Der von der Mutter gegen die Entscheidung des Rekursgerichts erhobene Revisionsrekurs wäre, da übereinstimmende Entscheidungen der Vorinstanzen vorliegenen, gemäß § 16 AußStrG nur wegen Nichtigkeit, Aktenwidrigkeit oder offenbarer Gesetzwidrigkekit zulässig. Der Revisionsrekurs macht ausschließlich geltend, dass im Hinblick auf eine unrichtige Lösung der Frage der Staatsbürgerschaft des Minderjährigen die außerstreitige Gerichtsbarkeit zu Unrecht verneint worden sei.

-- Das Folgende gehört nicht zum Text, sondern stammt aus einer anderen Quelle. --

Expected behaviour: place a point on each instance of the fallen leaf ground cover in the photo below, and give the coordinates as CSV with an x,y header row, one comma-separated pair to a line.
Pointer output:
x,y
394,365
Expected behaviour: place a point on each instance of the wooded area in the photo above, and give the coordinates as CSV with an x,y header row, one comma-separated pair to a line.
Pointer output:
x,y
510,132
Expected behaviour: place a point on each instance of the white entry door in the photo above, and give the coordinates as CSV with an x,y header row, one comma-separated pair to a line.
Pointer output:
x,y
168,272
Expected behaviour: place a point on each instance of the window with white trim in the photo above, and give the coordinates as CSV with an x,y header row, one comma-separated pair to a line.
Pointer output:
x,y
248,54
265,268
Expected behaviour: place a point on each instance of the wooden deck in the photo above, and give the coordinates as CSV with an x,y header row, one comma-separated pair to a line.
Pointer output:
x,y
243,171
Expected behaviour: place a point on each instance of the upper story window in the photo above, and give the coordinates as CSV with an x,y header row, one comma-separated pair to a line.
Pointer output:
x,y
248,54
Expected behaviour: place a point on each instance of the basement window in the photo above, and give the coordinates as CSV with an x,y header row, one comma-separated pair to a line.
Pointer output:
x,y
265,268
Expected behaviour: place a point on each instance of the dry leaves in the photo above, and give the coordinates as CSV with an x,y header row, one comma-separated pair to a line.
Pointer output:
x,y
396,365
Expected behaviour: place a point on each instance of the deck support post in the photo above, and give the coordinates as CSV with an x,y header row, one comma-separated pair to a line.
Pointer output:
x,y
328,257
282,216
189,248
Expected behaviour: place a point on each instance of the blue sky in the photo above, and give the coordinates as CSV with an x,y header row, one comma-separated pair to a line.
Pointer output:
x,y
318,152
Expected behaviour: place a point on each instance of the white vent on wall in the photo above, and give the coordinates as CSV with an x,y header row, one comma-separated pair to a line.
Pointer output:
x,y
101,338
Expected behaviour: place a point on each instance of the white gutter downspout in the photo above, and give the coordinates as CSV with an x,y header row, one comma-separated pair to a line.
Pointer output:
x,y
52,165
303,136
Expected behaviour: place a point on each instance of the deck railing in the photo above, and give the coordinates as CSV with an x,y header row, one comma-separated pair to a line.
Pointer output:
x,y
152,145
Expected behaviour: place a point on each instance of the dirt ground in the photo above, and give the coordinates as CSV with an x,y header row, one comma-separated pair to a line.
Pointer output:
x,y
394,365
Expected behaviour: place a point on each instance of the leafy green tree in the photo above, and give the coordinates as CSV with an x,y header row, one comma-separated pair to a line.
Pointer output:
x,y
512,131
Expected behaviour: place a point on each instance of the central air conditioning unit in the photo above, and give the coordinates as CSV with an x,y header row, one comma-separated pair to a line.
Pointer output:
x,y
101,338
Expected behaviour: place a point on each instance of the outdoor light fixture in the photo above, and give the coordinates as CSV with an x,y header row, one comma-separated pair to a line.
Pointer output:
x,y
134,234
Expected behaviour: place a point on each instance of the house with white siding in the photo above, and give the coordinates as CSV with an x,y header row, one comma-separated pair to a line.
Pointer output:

Ob die Vorinstanzen die Frage er Zulässigkeit des Außerstreitverfahrens zutreffend gelöst haben, kann auch im Rahmen eines außerordentlichen Revisionsrekurses gemäß § 16 Abs 1 AußStrG unter dem Rekursgrund der Nullität geprüft werden (8 Ob 526/82, 6 Ob 576/82).
Rechtliche Beurteilung
Die behauptete Nichtigkeit ist allerdings nicht gegeben.

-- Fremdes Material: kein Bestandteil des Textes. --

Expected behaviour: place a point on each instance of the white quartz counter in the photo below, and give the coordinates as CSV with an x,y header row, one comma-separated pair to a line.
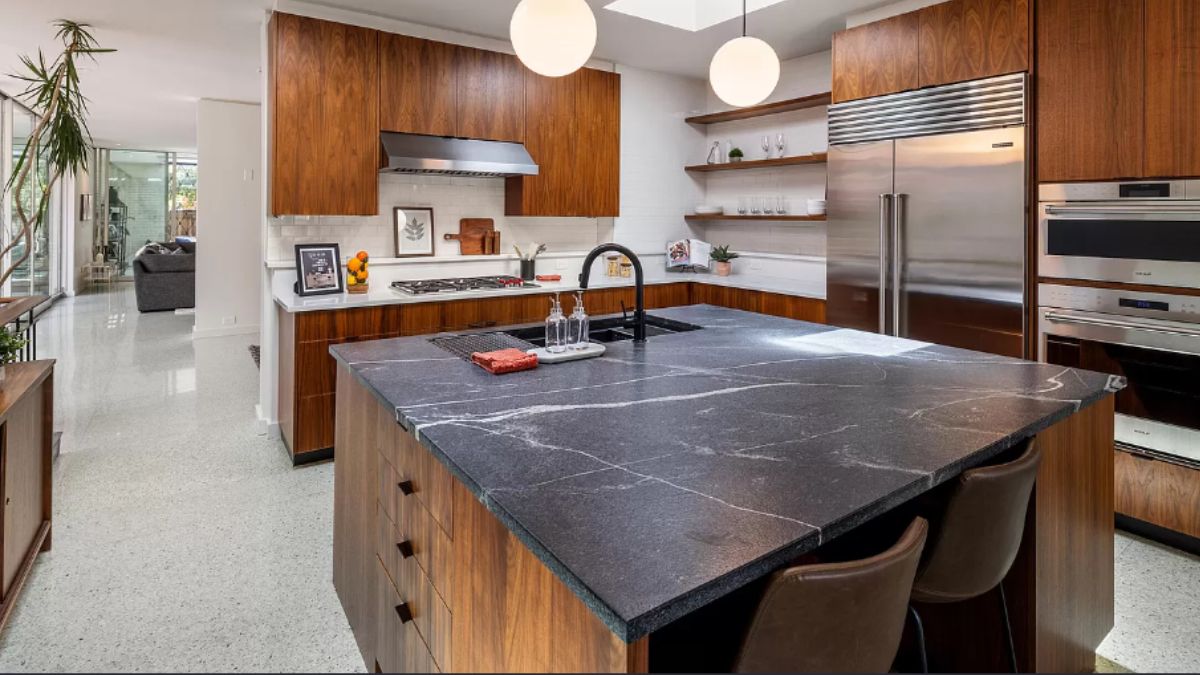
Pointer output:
x,y
805,279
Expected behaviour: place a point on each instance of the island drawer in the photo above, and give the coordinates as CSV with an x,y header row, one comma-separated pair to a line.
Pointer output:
x,y
431,545
431,615
399,646
430,482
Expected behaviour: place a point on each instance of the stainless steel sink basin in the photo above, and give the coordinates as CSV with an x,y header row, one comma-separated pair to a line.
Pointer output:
x,y
616,329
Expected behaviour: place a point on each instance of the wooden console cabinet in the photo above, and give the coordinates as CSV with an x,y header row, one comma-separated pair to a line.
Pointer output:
x,y
27,430
307,374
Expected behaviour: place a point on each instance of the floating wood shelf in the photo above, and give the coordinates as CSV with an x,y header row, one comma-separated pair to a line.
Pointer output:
x,y
787,106
817,159
761,219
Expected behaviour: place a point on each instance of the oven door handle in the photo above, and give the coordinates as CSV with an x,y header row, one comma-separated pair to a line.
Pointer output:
x,y
1055,317
1165,209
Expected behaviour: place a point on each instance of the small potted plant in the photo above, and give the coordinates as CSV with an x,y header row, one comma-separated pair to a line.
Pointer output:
x,y
11,344
724,260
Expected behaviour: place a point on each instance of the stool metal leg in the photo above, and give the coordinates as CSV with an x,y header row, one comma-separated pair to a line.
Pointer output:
x,y
1008,629
921,638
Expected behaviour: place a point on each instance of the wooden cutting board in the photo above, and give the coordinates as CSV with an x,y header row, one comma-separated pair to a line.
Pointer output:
x,y
477,236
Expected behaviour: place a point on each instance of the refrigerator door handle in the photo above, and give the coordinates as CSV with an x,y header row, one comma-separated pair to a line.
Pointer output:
x,y
897,258
885,219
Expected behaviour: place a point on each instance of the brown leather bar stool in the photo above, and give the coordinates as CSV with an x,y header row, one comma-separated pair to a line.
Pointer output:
x,y
976,539
840,616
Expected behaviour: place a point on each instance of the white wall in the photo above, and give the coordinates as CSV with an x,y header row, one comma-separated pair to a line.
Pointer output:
x,y
805,131
228,257
889,10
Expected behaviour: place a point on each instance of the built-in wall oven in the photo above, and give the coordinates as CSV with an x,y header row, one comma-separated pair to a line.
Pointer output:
x,y
1128,302
1152,340
1121,232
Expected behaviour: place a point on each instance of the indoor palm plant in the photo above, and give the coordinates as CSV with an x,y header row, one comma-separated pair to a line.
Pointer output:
x,y
724,260
60,141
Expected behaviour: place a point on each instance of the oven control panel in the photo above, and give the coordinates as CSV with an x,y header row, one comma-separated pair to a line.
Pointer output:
x,y
1111,300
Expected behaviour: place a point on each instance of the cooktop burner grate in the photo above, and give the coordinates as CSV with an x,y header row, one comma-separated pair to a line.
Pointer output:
x,y
465,345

Für im Ausland lebende Kinder, die nicht österreichische Staatsbürger sind, ist bezüglich der in § 109 JN genannten Angelegenheiten die inländische Gerichtsbarkeit gemäß § 110 JN nur gegeben, soweit es sich um Maßnahmen betreffend das im Inland gelegene Vermögen des Minderjährigen handelt. § 109 JN hat die Entscheidung über die Rechte zwischen Eltern und minderjährigen Kindern zum Gegenstand, demnach die im Pflegschaftsverfahren zu behandelnden Angelegenheiten. Die Bestimmung des nunmehrigen § 110 JN, die eine umfassende Regelung der Frage der inländischen Gerichtsbarkeit für derartige Angelegenheiten bewirkte, schließt also die Geltendmachung von Unterhaltsansprüchen ausländischer Minderjähriger mit ständigem Wohnsitz im Ausland im außerstreitigen Verfahren aus (vgl 669 Blg XV GP 41 ff). Sie entspricht dem Haager Übereinkommen vom 5. 10. 1961, BGBl 1975/446, nach dessen Art 1 die Pflegschaft für minderjährige Kinder von demjenigen Staat zu führen ist, in dem diese ihren ständigen Aufenthalt haben. Die Ausnahmen der Art 3 und 4 dieses Übereinkommens beziehen sich lediglich auf Notmaßnahmen für Kinder, die die Staatsbürgerschaft jenes Staates haben, der diese Notmaßnahmen setzen soll. Art 5 Abs 1 des Übereinkommens spricht überhaupt nur aus, dass vor der Wohnsitzverlegung getroffene Maßnahmen vorläufig aufrecht bleiben, ermöglicht aber nicht die Setzung weiterer Maßnahmen durch ein Gericht jenes Staates, aus dem der Wohnsitz verlegt wurde Sohin käme im vorliegenden Fall die Führung einer Pflegschaft durch ein österreichisches Gericht, und damit die Entscheidung über Unterhaltsansprüche im außerstreitigen Verfahren (Pflegschaftsverfahren), nur für bestimmte Notmaßnahmen dann in Frage, wenn der Minderjährige nach wie vor österreichischer Staatsbürger wäre.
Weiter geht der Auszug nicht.